X_train, Y_train, X_test, Y_test, Y_labels = split_data(X_df)

 ----------- 
 Shape: (1588, 5) 
 ColumnsIndex(['id', 'title', 'description', 'keywords', 'embedding'], dtype='object') 
 ----------- 


Step 6: Train Model

In [19]:
current_time = datetime.now().strftime('%Y%m%d%H%M%S')
INPUT_DIM = 768
N_LABELS = 393

In [20]:
def keyword_model(X_train, Y_train, X_test, Y_test):
    current_time = datetime.now().strftime('%Y%m%d%H%M%S')
    model = Sequential([
        Input(shape=(INPUT_DIM,)),
        Dense(128, activation='relu'),
        Dropout(0.3),
        Dense(64, activation='relu'),
        Dropout(0.3),
        Dense(N_LABELS, activation='sigmoid')
    ])

    
    # Adam(learning_rate=1e-3)
    model.compile(optimizer=Adam(learning_rate=1e-3), loss='binary_crossentropy', metrics=['accuracy', tf.keras.metrics.Precision()])

    epoch = 100
    batch_size = 32

    early_stopping = EarlyStopping(monitor='val_loss', patience=5, restore_best_weights=True)
    reduce_lr = ReduceLROnPlateau(monitor='val_loss', patience=3, min_lr=1e-6)
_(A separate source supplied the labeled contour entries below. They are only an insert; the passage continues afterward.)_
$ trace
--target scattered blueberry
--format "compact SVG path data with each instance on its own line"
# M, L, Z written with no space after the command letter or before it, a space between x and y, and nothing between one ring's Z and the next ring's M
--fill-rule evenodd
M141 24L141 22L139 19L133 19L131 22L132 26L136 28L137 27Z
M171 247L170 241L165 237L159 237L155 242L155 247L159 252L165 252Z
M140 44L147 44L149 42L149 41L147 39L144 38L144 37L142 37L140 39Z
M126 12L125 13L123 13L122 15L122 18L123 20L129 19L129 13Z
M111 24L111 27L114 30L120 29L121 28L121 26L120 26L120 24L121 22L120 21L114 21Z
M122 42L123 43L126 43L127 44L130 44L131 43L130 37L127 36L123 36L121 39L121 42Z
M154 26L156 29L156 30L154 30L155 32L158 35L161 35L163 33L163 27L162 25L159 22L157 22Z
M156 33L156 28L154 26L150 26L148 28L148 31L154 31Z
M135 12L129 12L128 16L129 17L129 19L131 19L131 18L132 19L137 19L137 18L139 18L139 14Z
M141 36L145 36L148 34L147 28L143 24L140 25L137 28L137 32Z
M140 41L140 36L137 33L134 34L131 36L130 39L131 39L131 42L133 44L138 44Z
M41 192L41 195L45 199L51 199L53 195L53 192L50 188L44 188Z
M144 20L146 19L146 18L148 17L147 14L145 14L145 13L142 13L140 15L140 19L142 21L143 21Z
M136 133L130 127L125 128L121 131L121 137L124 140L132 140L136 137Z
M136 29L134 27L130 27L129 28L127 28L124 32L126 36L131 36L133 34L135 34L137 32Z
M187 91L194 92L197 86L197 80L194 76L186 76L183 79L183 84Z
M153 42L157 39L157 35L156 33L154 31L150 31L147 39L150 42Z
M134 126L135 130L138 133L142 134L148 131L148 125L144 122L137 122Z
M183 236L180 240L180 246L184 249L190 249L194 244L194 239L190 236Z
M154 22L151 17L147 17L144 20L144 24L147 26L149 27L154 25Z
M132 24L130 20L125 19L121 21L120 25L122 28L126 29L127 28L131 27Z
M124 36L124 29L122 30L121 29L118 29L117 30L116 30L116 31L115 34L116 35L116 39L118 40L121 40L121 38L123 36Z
    history = model.fit(X_train, Y_train, epochs=epoch, batch_size=batch_size, validation_data=(X_test, Y_test), callbacks=[early_stopping, reduce_lr])

    # history = model.fit(X_train, Y_train, epochs=epoch, batch_size=batch_size, class_weight=class_weights, validation_data=(X_test, Y_test))

    model.save(f"./output/saved/{current_time}-trained-keyword-epoch{epoch}-batch{batch_size}.keras")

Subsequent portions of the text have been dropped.